By default, Heartleech just choose the first response record, which in this case is IPv6. It next calls the "socket()" function to create a socket. However, instead of choosing the address family explicitly (AF_INET or AF_INET6), it picks it from the returned address above. Likewise, when it calls "connect()", it again uses this same structure.
Thus, the code looks like:
getaddrinfo(hostname, port, 0, &addr);
fd = socket(addr->ai_family, SOCK_STREAM, 0);
connect(fd, addr->ai_addr, addr->ai_addrlen);
You see how this works in the above screenshot. Heartleech calls "getaddrinfo()" and the debug messages list all the IP addresses in response. It picks whichever is the first response and initiates the TCP connection. Sometimes this is IPv4 and sometimes it's IPv6 (as in the above example).
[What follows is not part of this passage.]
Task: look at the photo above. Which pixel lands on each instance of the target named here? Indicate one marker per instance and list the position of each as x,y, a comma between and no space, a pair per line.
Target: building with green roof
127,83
This would work splendidly expect for when it comes time to print the address in debug messages. The old IPv4-only functions were "inet_addr()" to parse the address, and "inet_ntoa()" to print it. The new functions are "inet_pton()" and "inet_ntop()" respectively. They don't act on the "sockaddr" address structure as the above functions do. Instead, they act on the raw addresses themselves. In other words, I have to call the functions differently depending upon whether they are IPv6 or IPv4, which is a bit annoying.
A further complication is WinXP. I know you want to ignore it, but it's something we'll have to live with for the next several years. It supports the 'getaddrinfo()' function, but not "inet_ntop()" functions. Therefore, I have to wrap this in the code.
Finally, sometimes you to manually select either IPv4 or IPv6, regardless of what getaddrinfo() returns first.
And that's it. If you search the 'heartleech.c' file for AF_INET6, the above list is everything I had to do in order to get IPv6 working. That includes a large list of non-trivial functionality. The program can go through a Socks5 proxy, negotiate the use of SSL using the STARTTLS protocol, complete the SSL handshake, and then send application-layer commands. All of this works with a minimal fuss over IPv6.